Molecular mechanisms of CYP-13 function in C. elegans: insights into conserved P450 pathways
摘要
Cytochrome P450 enzymes (CYPs) are central to metabolism and stress adaptation. In Caenorhabditis elegans, the CYP-13 family performs diverse and conserved functions beyond xenobiotic detoxification. cyp-13 links lifespan regulation to the APP ortholog apl-1 and the heterochronic factor lin-14, integrating with DAF-16/FOXO, HSF-1, and DAF-12 pathways. In apoptosis, cyp-13 contributes to the degradosome complex with CPS-6/EndoG and WAH-1, facilitating DNA degradation. Several isoforms are inducible by aflatoxin B1 and PCB1254, underscoring roles in toxicant metabolism. Notably, cyp-13A12 regulates behavioral responses to reoxygenation via the EGL-9–HIF-1–PUFA–eicosanoid pathway, paralleling mammalian ischemia–reperfusion responses.

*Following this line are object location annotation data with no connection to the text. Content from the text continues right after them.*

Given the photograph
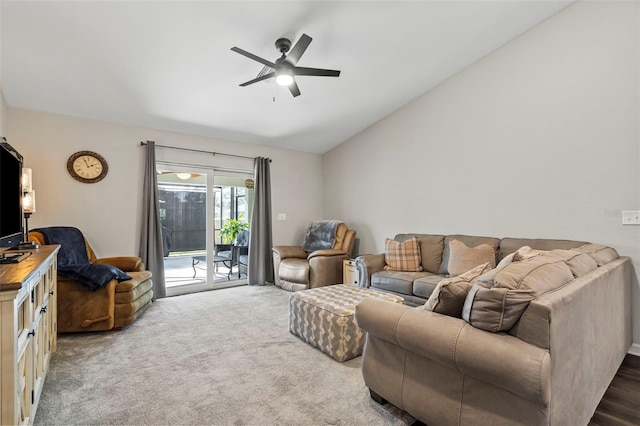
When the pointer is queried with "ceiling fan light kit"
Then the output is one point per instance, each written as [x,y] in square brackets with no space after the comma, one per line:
[284,69]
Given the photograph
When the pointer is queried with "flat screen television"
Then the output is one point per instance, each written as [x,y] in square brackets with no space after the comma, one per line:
[10,195]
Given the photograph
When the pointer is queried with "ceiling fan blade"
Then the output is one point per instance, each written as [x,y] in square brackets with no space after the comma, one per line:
[295,90]
[296,52]
[264,71]
[315,71]
[254,57]
[255,80]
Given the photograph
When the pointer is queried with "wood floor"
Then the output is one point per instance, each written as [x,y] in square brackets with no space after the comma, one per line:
[620,405]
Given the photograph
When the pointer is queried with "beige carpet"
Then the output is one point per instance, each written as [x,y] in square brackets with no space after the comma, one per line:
[214,358]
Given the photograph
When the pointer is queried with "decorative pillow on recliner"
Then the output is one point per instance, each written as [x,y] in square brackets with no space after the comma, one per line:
[402,256]
[462,258]
[449,295]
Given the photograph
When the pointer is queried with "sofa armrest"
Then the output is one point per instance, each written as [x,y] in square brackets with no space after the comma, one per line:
[284,252]
[125,263]
[368,264]
[327,252]
[496,358]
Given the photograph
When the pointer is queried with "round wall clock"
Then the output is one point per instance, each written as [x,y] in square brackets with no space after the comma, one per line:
[87,166]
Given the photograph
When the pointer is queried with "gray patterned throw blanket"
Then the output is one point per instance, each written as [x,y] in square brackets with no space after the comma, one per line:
[321,235]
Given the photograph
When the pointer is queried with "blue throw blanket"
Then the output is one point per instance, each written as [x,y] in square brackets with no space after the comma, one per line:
[73,261]
[321,235]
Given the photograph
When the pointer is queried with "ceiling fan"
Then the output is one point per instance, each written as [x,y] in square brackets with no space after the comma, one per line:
[284,68]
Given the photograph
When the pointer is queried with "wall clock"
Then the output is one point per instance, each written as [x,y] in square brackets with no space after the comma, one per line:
[87,166]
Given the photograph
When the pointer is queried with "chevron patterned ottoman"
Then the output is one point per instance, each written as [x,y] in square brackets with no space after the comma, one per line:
[324,318]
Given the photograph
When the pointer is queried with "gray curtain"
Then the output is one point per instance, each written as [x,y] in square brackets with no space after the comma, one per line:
[260,270]
[151,234]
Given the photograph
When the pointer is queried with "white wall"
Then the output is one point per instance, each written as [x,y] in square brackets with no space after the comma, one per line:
[538,139]
[108,212]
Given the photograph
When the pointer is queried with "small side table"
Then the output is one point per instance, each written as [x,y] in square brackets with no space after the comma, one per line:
[350,273]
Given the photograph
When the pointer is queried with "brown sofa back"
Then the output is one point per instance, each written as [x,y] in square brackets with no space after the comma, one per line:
[434,248]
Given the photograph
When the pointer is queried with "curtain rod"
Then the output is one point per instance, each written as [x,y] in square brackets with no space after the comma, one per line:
[202,151]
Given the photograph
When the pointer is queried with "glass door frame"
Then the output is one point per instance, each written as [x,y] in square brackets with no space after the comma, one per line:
[211,173]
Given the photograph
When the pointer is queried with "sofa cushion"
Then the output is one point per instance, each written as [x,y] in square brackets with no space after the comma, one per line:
[463,258]
[580,263]
[509,245]
[396,281]
[402,256]
[495,308]
[600,253]
[431,249]
[423,287]
[498,307]
[523,253]
[469,241]
[449,295]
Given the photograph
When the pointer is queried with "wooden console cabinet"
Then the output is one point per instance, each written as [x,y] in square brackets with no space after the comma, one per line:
[27,332]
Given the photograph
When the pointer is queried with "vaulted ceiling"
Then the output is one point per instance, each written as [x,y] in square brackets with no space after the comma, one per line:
[168,64]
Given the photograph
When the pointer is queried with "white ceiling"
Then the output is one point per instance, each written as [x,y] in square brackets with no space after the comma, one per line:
[168,64]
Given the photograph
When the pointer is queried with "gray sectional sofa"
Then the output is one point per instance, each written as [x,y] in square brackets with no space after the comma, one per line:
[550,365]
[416,287]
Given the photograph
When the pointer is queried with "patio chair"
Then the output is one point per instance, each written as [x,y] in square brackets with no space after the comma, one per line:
[234,251]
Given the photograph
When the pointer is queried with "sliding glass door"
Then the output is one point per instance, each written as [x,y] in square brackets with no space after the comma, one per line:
[201,212]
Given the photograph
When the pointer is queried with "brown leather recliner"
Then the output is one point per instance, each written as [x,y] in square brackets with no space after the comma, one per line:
[296,269]
[113,306]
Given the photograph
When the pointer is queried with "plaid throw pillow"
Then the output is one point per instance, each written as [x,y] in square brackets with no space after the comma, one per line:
[402,256]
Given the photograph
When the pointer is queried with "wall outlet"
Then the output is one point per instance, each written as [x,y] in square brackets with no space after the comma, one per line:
[631,217]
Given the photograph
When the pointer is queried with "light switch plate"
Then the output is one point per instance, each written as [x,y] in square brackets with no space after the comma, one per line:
[631,217]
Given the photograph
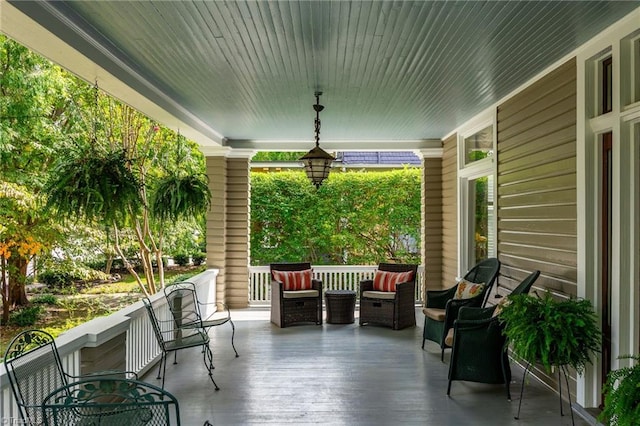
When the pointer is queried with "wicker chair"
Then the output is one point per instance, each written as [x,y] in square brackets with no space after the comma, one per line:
[295,306]
[35,370]
[103,401]
[479,353]
[441,309]
[392,309]
[186,309]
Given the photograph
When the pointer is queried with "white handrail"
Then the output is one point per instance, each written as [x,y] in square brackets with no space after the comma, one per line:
[141,352]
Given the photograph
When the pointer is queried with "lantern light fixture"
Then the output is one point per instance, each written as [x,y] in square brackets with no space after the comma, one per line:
[317,162]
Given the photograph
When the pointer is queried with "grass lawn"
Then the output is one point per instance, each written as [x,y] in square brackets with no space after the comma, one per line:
[62,309]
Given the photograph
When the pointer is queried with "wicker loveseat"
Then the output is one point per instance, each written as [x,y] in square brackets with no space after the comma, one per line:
[290,306]
[395,309]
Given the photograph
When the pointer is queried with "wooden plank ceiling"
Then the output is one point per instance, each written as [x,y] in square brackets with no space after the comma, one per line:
[395,72]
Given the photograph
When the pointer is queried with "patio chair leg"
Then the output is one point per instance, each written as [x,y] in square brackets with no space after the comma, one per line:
[524,376]
[233,333]
[164,370]
[209,366]
[160,365]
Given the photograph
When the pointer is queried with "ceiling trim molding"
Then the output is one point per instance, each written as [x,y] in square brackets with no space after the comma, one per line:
[44,28]
[337,145]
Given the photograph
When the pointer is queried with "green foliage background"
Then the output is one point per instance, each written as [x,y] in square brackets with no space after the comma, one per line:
[353,218]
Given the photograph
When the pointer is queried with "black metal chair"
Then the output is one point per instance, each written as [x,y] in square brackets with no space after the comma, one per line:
[35,370]
[187,310]
[110,401]
[395,309]
[479,353]
[172,339]
[294,306]
[441,309]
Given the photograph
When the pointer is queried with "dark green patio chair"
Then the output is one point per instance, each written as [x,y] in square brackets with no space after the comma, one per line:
[187,310]
[110,401]
[173,339]
[479,353]
[441,308]
[35,370]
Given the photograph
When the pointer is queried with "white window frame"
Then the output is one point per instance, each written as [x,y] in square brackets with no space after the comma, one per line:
[466,173]
[624,123]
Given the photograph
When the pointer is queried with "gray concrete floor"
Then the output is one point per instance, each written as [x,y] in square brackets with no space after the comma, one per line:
[341,375]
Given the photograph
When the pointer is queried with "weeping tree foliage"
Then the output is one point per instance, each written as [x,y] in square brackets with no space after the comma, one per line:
[87,183]
[131,174]
[353,218]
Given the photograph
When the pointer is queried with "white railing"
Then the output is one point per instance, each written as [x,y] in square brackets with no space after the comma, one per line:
[142,350]
[333,277]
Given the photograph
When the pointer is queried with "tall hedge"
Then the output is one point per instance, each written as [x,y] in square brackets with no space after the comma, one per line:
[353,218]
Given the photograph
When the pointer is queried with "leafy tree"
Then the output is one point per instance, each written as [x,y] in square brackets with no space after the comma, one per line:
[34,113]
[133,174]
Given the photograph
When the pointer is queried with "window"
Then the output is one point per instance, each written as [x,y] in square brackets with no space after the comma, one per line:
[476,194]
[479,145]
[606,99]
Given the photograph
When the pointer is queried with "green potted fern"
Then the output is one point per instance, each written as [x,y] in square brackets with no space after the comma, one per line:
[622,395]
[554,333]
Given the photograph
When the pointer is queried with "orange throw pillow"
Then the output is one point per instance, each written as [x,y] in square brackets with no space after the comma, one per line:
[294,280]
[467,289]
[387,281]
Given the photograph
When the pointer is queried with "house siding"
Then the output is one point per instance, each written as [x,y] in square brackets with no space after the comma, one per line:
[536,183]
[449,212]
[431,246]
[216,221]
[237,238]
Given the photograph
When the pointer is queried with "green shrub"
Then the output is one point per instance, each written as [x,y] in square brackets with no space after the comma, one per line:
[26,316]
[45,299]
[56,279]
[64,273]
[198,258]
[622,395]
[181,259]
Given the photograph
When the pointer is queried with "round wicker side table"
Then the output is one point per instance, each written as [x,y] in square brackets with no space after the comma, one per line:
[340,305]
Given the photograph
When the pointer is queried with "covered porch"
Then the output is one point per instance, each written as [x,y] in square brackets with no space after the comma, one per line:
[304,374]
[342,375]
[534,82]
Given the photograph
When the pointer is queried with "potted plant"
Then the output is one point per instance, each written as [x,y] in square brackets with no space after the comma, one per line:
[555,333]
[622,395]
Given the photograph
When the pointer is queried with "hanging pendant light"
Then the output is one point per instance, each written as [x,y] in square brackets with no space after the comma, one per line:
[317,162]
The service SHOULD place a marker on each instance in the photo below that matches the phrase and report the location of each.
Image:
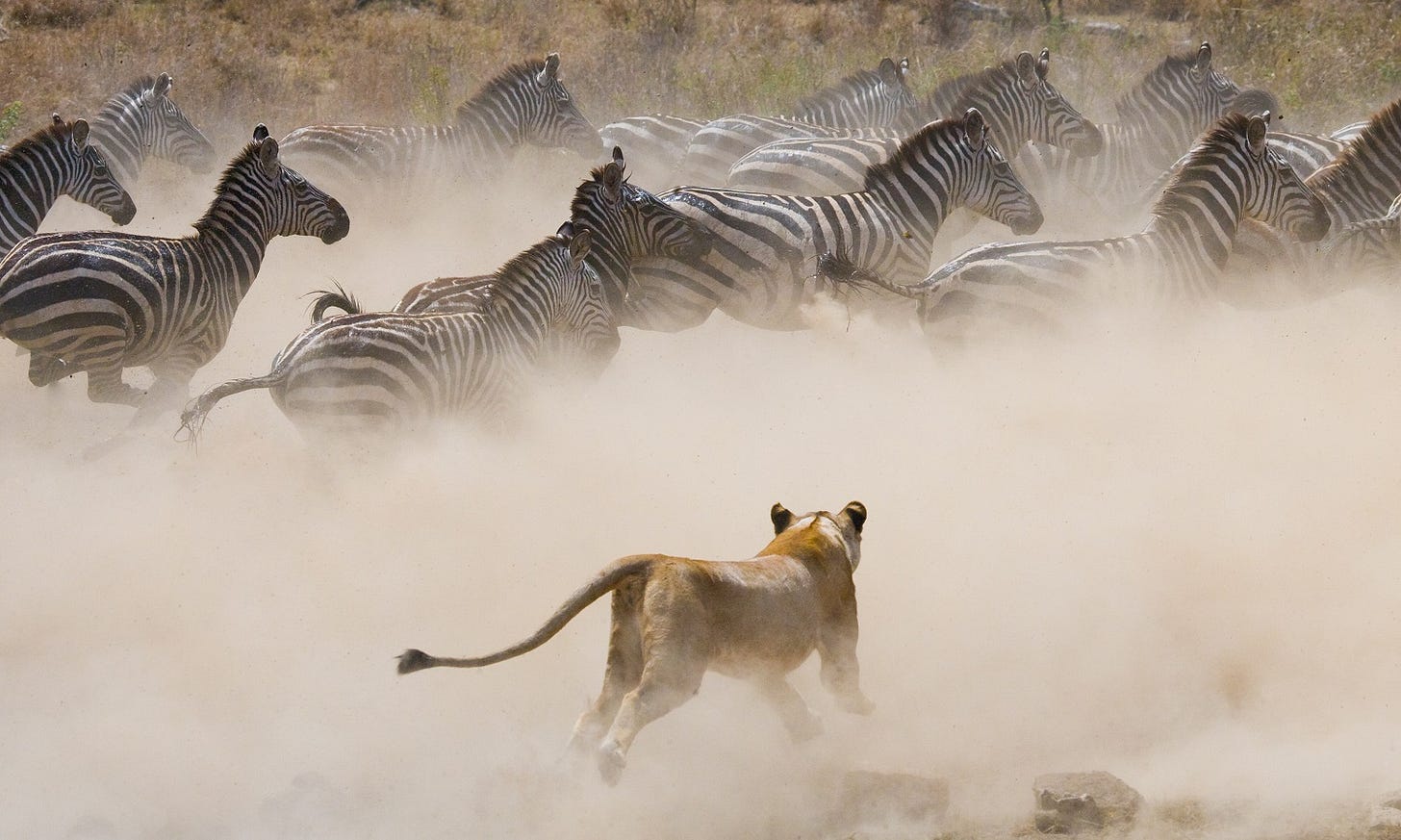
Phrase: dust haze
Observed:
(1164, 551)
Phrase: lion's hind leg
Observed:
(623, 674)
(798, 719)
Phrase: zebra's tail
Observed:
(605, 581)
(192, 419)
(340, 300)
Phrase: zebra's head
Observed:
(1370, 248)
(89, 178)
(293, 205)
(550, 116)
(1179, 100)
(629, 223)
(168, 132)
(583, 335)
(989, 187)
(1274, 192)
(1053, 119)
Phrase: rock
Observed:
(867, 797)
(1069, 802)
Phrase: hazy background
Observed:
(1161, 550)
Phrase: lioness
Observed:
(675, 618)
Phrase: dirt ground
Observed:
(1167, 551)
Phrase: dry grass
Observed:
(240, 62)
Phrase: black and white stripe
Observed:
(100, 303)
(1014, 97)
(140, 122)
(866, 104)
(525, 104)
(49, 163)
(1231, 175)
(761, 265)
(394, 371)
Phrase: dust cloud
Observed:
(1169, 553)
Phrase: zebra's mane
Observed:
(504, 80)
(1173, 66)
(43, 135)
(947, 94)
(839, 91)
(911, 148)
(1176, 197)
(1379, 140)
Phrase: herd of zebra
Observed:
(845, 197)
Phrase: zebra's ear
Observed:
(1256, 135)
(856, 513)
(267, 156)
(1027, 69)
(976, 129)
(1204, 59)
(579, 245)
(780, 517)
(888, 73)
(550, 70)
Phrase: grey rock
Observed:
(1069, 802)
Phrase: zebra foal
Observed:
(1231, 175)
(49, 163)
(394, 371)
(100, 303)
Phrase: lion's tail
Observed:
(607, 580)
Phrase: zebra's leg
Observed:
(105, 385)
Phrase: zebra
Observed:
(1159, 119)
(527, 102)
(1179, 258)
(52, 162)
(865, 105)
(1367, 248)
(1014, 97)
(98, 303)
(141, 120)
(856, 101)
(758, 269)
(625, 223)
(394, 371)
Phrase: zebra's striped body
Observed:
(1159, 119)
(98, 303)
(761, 267)
(141, 120)
(1014, 97)
(863, 105)
(625, 223)
(49, 163)
(524, 104)
(394, 371)
(1177, 259)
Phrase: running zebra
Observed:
(525, 104)
(100, 303)
(1231, 175)
(394, 371)
(1014, 97)
(1160, 117)
(141, 120)
(761, 267)
(49, 163)
(625, 223)
(876, 105)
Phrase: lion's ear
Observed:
(782, 517)
(856, 513)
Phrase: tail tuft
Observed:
(414, 660)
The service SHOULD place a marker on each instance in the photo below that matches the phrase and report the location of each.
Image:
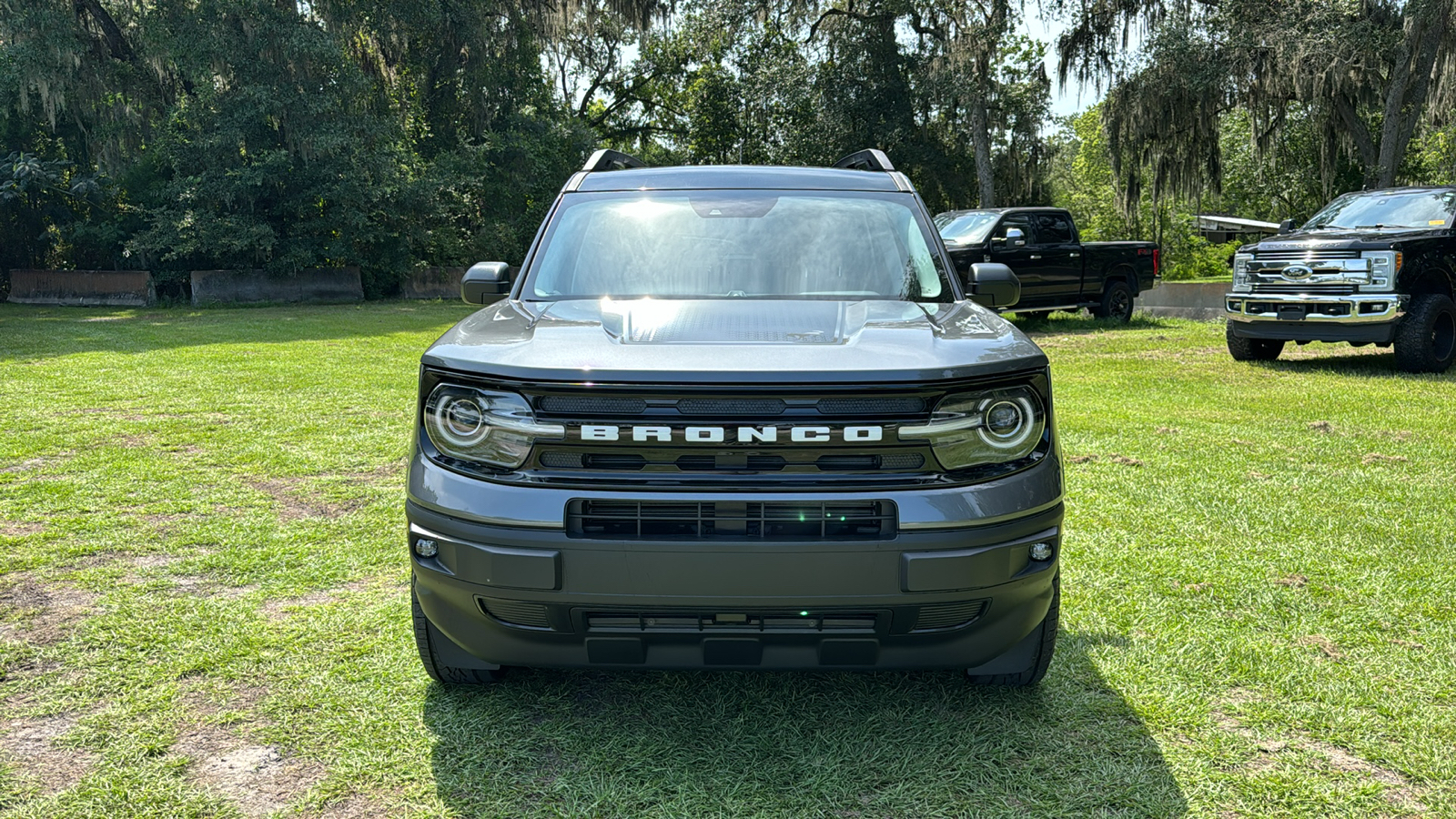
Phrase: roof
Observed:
(1213, 222)
(746, 177)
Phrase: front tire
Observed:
(1426, 339)
(1245, 349)
(427, 639)
(1117, 302)
(1046, 647)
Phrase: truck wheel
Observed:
(1047, 646)
(1245, 349)
(1426, 339)
(1117, 302)
(427, 637)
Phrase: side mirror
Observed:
(485, 280)
(994, 285)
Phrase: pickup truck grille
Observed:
(1305, 257)
(710, 521)
(1305, 288)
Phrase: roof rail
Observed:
(608, 159)
(868, 159)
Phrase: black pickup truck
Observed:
(1373, 267)
(1057, 270)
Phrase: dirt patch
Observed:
(36, 464)
(21, 528)
(29, 742)
(1325, 644)
(44, 614)
(296, 503)
(1378, 458)
(257, 778)
(1113, 458)
(1400, 792)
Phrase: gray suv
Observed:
(739, 419)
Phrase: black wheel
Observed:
(429, 640)
(1245, 349)
(1046, 646)
(1426, 339)
(1117, 302)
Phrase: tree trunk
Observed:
(982, 138)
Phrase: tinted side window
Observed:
(1053, 229)
(1021, 223)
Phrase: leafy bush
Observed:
(1200, 259)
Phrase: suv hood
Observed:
(734, 341)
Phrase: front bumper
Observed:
(1360, 318)
(950, 598)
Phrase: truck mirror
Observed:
(485, 280)
(994, 285)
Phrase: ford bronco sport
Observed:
(743, 419)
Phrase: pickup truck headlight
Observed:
(1383, 266)
(970, 429)
(480, 426)
(1241, 273)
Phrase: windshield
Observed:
(966, 228)
(1387, 208)
(737, 245)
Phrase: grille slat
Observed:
(772, 521)
(1312, 288)
(1305, 257)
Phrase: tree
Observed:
(1366, 75)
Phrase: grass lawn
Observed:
(204, 602)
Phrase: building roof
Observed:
(1213, 222)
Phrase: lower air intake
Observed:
(774, 521)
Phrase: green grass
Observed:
(204, 602)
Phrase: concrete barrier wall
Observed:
(1186, 299)
(82, 288)
(433, 283)
(319, 286)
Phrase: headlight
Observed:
(1383, 266)
(1241, 271)
(970, 429)
(482, 426)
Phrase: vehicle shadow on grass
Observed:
(776, 743)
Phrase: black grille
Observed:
(516, 612)
(1305, 257)
(948, 615)
(733, 462)
(754, 407)
(592, 405)
(1312, 288)
(861, 622)
(871, 405)
(772, 521)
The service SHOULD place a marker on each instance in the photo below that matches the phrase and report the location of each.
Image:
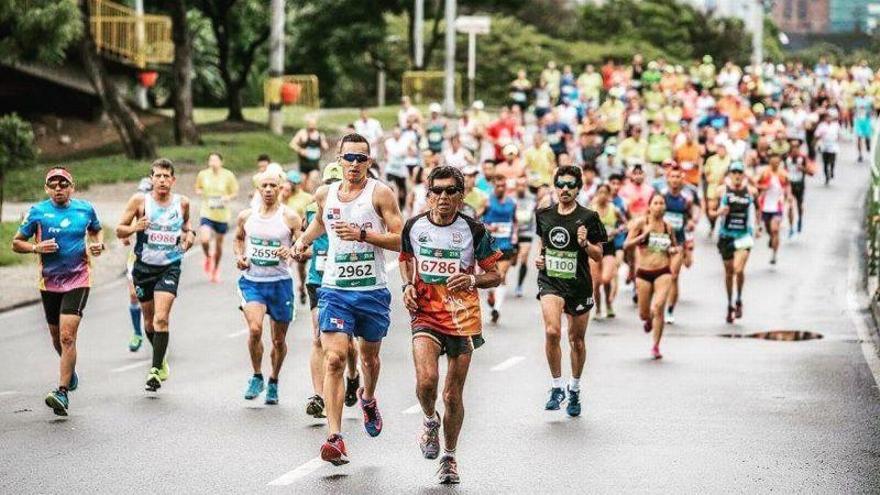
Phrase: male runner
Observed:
(568, 236)
(364, 220)
(439, 254)
(217, 186)
(500, 219)
(160, 219)
(59, 226)
(262, 250)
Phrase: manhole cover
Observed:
(781, 335)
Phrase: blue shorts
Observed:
(359, 313)
(277, 296)
(218, 227)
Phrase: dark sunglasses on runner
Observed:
(355, 157)
(566, 184)
(449, 190)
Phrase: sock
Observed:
(160, 345)
(135, 311)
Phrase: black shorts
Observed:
(574, 306)
(148, 279)
(56, 304)
(451, 345)
(312, 290)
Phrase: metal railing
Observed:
(135, 40)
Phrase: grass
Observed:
(7, 256)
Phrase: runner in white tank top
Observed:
(362, 219)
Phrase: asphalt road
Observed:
(715, 415)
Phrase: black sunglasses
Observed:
(355, 157)
(449, 190)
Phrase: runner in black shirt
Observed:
(568, 235)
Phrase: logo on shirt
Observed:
(559, 237)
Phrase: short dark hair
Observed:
(446, 172)
(162, 163)
(569, 170)
(353, 138)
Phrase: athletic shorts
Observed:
(312, 291)
(726, 247)
(218, 227)
(451, 345)
(276, 295)
(358, 313)
(56, 304)
(574, 306)
(148, 279)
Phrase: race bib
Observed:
(356, 269)
(263, 252)
(744, 242)
(561, 264)
(674, 219)
(437, 265)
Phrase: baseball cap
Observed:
(332, 171)
(59, 172)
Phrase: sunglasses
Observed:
(449, 190)
(61, 184)
(566, 184)
(355, 157)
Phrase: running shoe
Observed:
(333, 451)
(57, 400)
(351, 386)
(557, 396)
(429, 441)
(448, 472)
(372, 417)
(164, 370)
(153, 381)
(255, 387)
(574, 403)
(315, 407)
(272, 393)
(135, 342)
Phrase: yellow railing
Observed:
(137, 40)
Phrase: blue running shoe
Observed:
(557, 396)
(574, 403)
(58, 402)
(272, 393)
(255, 386)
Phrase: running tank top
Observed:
(353, 265)
(265, 235)
(159, 244)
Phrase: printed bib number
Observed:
(502, 230)
(437, 265)
(561, 264)
(745, 242)
(263, 252)
(355, 269)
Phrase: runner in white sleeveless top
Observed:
(263, 238)
(362, 219)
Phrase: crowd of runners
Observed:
(592, 182)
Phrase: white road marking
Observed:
(413, 409)
(301, 472)
(852, 300)
(508, 363)
(135, 365)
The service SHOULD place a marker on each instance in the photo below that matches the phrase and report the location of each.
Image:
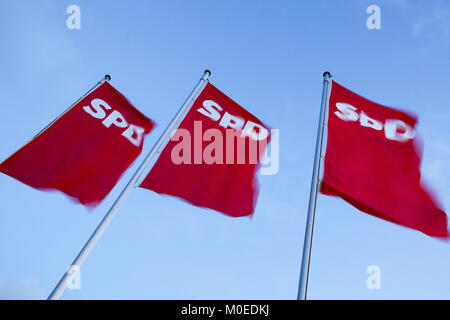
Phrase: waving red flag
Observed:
(86, 150)
(372, 161)
(212, 158)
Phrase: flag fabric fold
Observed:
(84, 152)
(212, 158)
(372, 161)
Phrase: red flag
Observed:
(212, 158)
(372, 161)
(86, 150)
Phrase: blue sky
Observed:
(269, 56)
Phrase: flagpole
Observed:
(58, 290)
(307, 244)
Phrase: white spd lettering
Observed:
(98, 108)
(394, 129)
(249, 128)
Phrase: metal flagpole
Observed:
(58, 290)
(307, 244)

Epigenetic regulation adds another layer, as BRCA1/BARD1 homologs brc-1 and brd-1 repress distinct subsets of cyp-13A genes through H2A ubiquitylation. Collectively, CYP-13 emerges as a multifunctional hub linking developmental, apoptotic, metabolic, stress, and chromatin-level processes, with clear parallels to human CYPs, highlighting its translational relevance to aging, cancer, and toxicology.